Global shipping costs are rising due to Houthi rebel attacks on cargo ships near the Red Sea, impacting the Suez Canal and supply chains in Europe and the U.S. Shipments are delayed, and transportation costs are increasing.
In the week ending January 18, the average cost of shipping a 40-foot container worldwide rose by 23% to $3,777, more than doubling from the previous month, according to a report from London-based Drewry Shipping Consultants.
These issues extend beyond trade routes between China, Europe, and the U.S. Shipping rates from China to Los Angeles increased by 38% in the same week, reaching $3,860.
Philip Damas from Drewry Shipping Consultants notes growing unpredictability in international shipping. While big companies with long-term contracts are somewhat protected, many are paying extra fees, like a 20% surcharge, to cover higher expenses.
In Yemen, Houthi rebels attack commercial ships amid the Israel-Hamas conflict. Despite U.S.-led protection efforts, attacks persist, causing damage to cargo ships.
The International Monetary Fund reports a 37% drop in Suez Canal traffic in 2024 compared to the previous year. Major shipping companies, including A.P. Moller-Maersk and Hapag-Lloyd, reroute ships around Africa, adding over a week to travel times.
Amidst the avoidance of the Suez and Red Sea by major shipping lines and the preference for rail transport across Panama, retailers assert their ability to handle delays. Nevertheless, Brian Bourke, SEKO Logistics’ global chief commercial officer, highlights that apparel companies, keen on timely spring fashion arrivals, are resorting to airfreight. Maersk and Hapag Lloyd, significant international containerised shipping lines, have suspended ship movements through the Bab-al Mandab Strait, linking the Red Sea to the Gulf of Aden and the Indian Ocean.
Although primarily impacting Asia to North Europe and Mediterranean routes, historical incidents suggest potential serious consequences in other regions if the situation persists.

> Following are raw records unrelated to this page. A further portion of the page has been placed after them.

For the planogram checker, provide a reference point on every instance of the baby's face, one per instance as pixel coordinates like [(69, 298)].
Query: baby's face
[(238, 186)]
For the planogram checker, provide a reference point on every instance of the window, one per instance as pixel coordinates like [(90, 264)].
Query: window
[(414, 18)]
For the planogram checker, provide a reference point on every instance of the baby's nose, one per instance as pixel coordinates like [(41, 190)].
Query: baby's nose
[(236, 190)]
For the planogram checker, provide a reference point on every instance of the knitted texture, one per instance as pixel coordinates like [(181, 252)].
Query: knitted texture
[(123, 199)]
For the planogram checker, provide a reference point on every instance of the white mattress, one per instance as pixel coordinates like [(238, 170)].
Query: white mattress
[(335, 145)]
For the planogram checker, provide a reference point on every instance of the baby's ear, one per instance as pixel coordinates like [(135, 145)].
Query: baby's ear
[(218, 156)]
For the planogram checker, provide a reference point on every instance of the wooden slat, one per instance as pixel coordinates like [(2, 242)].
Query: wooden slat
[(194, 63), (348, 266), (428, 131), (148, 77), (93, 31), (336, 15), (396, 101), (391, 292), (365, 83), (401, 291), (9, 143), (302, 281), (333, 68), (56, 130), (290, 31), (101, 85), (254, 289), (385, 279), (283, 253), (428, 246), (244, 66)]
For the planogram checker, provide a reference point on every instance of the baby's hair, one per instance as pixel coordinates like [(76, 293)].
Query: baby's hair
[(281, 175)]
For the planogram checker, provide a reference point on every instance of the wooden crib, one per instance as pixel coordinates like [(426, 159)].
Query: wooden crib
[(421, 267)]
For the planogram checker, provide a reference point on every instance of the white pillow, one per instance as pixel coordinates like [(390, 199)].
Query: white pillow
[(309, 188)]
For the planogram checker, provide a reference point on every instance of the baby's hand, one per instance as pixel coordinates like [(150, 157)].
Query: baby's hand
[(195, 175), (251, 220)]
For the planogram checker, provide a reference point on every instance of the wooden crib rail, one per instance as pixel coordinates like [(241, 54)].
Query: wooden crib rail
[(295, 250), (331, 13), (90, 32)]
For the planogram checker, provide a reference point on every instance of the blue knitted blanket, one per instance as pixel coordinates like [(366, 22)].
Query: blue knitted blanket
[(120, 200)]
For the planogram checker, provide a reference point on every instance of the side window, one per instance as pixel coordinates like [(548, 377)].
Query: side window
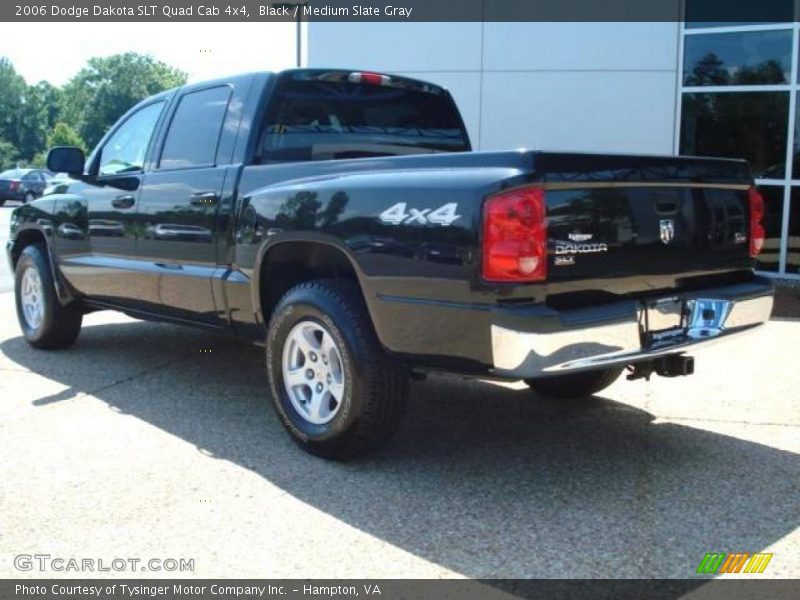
[(126, 148), (194, 132)]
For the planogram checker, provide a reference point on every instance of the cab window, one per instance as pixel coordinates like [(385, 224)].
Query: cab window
[(125, 150)]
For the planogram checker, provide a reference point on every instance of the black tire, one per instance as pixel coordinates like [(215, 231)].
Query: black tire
[(575, 385), (59, 325), (375, 388)]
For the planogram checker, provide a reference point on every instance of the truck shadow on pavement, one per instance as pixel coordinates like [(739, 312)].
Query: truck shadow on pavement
[(488, 481)]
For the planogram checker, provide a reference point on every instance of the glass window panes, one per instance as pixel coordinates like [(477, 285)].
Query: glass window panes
[(738, 125), (793, 245), (126, 148), (769, 259), (741, 58), (194, 132), (714, 13)]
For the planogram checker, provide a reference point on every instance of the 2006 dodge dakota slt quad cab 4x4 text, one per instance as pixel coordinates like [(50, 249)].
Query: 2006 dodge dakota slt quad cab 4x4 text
[(340, 219)]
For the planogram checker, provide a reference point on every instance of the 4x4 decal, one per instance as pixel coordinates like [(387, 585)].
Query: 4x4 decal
[(397, 215)]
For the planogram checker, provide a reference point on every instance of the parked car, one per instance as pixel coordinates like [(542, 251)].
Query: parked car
[(24, 185), (360, 241), (58, 184)]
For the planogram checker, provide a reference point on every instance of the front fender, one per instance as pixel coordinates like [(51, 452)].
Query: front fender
[(33, 223)]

Paul Zalai, the Director of Freight & Trade Alliance (FTA) and Secretariat of the Australian Peak Shippers Association (APSA), refers to events from March 2021 when the mega-vessel Ever Given ran aground in the Suez Canal “The impact of the waterway closure for six days threw vessel schedules internationally into disarray – this may fade into insignificance compared to the current conditions that are likely to continue for a significant period with other shipping lines likely to follow, understandably not wanting to endanger the lives of seafarers, the safety of vessels and the cargoes they carry.”

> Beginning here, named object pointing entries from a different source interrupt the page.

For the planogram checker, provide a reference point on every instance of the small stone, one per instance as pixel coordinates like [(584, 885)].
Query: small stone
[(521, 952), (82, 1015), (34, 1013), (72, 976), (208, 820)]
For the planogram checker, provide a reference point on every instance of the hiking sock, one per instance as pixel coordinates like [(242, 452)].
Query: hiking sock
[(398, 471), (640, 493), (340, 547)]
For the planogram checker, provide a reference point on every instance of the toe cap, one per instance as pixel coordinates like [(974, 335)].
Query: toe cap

“We are likely to know more in coming days – should marine insurers withdraw policies for ships passing through the area or declare the Red Sea a ”war zone”, shipping lines will be commercially left with little option but to abandon this key waterway,” Zalai said.
Zalai says the withdrawal of vessel services from the route will mean their diversion via the Cape of Good Hope. “This will add about ten days to transit times and estimated arrival dates in North Europe and Mediterranean ports – we can again expect that shipping lines will recover these costs through additional surcharges on cargoes.”
Suez Canal problems compound with challenges at the Panama Canal, limiting ship passage due to a drought.
Party City in New Jersey, facing delays of up to a week and extra charges of $300 to $500 per container from Asia to U.S. ports, strives to ensure timely store deliveries despite setbacks.